Aw hell, I thought. The last thing I wanted to have to do was hand hold him through the Hotmail signup process. It's bad enough with pleasant patrons. Still, there was a chance I might not have to.

"Uh, do you already have an e-mail account?" I asked.

"Yeah. I got e-mail with Yahoo. But I hit compose and it's not working and it's the damndest thing. Jesus Christ!"

I walked around the desk and back to the computer hall where I found a blank Yahoo e-mail compose window on his screen.

"That wasn't there before," he said. "It had to have come up while I was gone."

"Well, you can just type their e-mail address in that blank there and then write the e-mail," I said. "You do know their e-mail address right?"

"Yeah. I have to check something on it first," he said.

I left him to it. Occasionally, I had cause to go back to shelve books on tape or log someone else on and every time I would hear him grumbling and adding the occasional "Jesus Christ!"

Mr. B-Natual's half hour ended and then another ten minutes crawled by. I left him alone. He was not, however, going to extend the same courtesy to me.

"This has got to be the most frustrating damn thing in my whole life," he repeated on his way back to the front desk.

I followed him back to his computer to see what was wrong. There on his screen was, of all things, Martha Stewart's home page. As you might have heard, Martha is currently residing in our fair state as a guest of the Alderson Women's Prison. Mr. B-Natural next showed me a news article, several browser screens back, that was about sentencing reform, which also mentioned Martha and her new digs and gave the address for her home page. Mr. B-Natural wanted to write an e-mail to Martha, but every time he clicked the "e-mail Martha" button from her home page it refused to "do any goddam thing." I could see that this was because the "e-mail Martha" button was actually a "mailto:" link with her e-mail address in it. Whenever he pressed the button, the computer tried to load Outlook Express in order to plug the address in. Trouble is, we don't have Outlook on those machines, so Windows just opened up the executable search to try and find a suitable replacement.

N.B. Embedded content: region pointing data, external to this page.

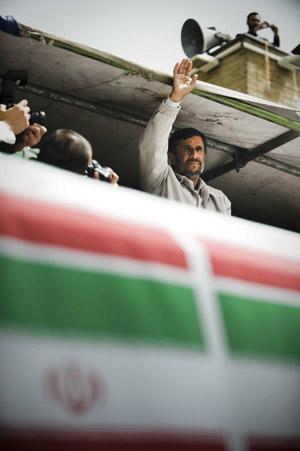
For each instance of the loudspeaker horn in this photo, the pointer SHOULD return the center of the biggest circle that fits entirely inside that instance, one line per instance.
(195, 41)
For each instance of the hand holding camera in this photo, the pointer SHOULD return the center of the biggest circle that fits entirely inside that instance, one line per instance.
(96, 171)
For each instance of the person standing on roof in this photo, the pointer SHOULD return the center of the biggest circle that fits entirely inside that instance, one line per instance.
(186, 150)
(254, 25)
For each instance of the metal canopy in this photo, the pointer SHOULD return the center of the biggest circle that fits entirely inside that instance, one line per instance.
(110, 100)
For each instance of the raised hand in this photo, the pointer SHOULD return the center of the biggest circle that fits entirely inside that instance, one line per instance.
(183, 84)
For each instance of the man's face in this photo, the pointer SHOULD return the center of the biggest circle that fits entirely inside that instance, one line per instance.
(189, 157)
(253, 21)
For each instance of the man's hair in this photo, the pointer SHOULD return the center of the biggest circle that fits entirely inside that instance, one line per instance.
(184, 133)
(66, 149)
(252, 14)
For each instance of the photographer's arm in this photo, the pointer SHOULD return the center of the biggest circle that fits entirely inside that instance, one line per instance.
(17, 117)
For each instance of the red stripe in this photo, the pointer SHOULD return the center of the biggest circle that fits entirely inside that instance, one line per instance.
(54, 225)
(36, 440)
(253, 266)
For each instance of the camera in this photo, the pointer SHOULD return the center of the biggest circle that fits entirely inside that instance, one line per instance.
(104, 173)
(38, 117)
(11, 80)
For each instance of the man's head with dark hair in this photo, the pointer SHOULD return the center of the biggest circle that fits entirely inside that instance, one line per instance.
(186, 152)
(66, 149)
(253, 19)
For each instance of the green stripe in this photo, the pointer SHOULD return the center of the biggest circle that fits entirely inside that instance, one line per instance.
(261, 328)
(71, 301)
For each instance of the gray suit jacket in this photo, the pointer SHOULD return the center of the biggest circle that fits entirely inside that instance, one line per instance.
(157, 176)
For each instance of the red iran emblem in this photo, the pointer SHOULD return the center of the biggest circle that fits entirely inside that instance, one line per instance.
(75, 389)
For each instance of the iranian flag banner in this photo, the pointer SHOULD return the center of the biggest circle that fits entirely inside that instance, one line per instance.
(130, 322)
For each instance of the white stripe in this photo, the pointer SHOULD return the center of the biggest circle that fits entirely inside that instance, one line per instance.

About that time, Mr. B-Natural started a new rant against technology the likes of which the Unabomber would have been proud to have penned. While he was busy with all that, I did a copy shortcut on the link button and then told him to open up his Yahoo mail page again. When he finally got a compose window open, (which, in his defense, did take an irritatingly long time to come up), I pasted Martha's address into the TO: blank. Mr. B-Natural was astounded.

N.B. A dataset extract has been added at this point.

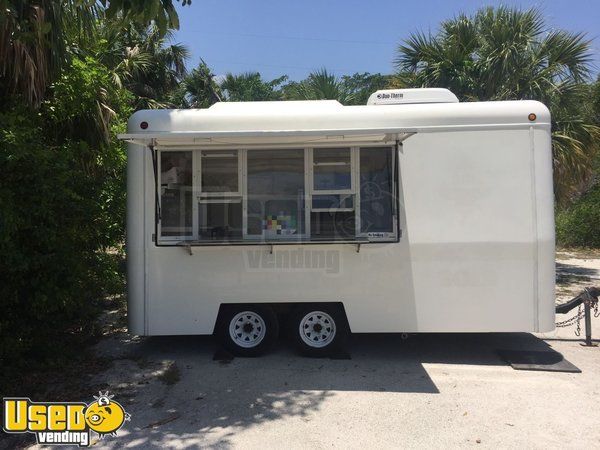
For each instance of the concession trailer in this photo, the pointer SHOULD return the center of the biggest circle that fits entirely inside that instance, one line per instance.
(413, 213)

"How the hell'd you do that?"

I showed him how the hell I'd done that.

"Well, I'll be," he said.

After that, Mr. B-Natual whiled away another half hour typing his e-mail to Martha. When he had finished and sent it, he came back up to the circulation desk and thanked me for helping him. He seemed genuinely pleased about it. Before he left, he said, "You know, I could have said the same thing to a person face to face and it would have taken less than 30 seconds."

I just smiled and watched him go.

I would truly love to know what he said to her.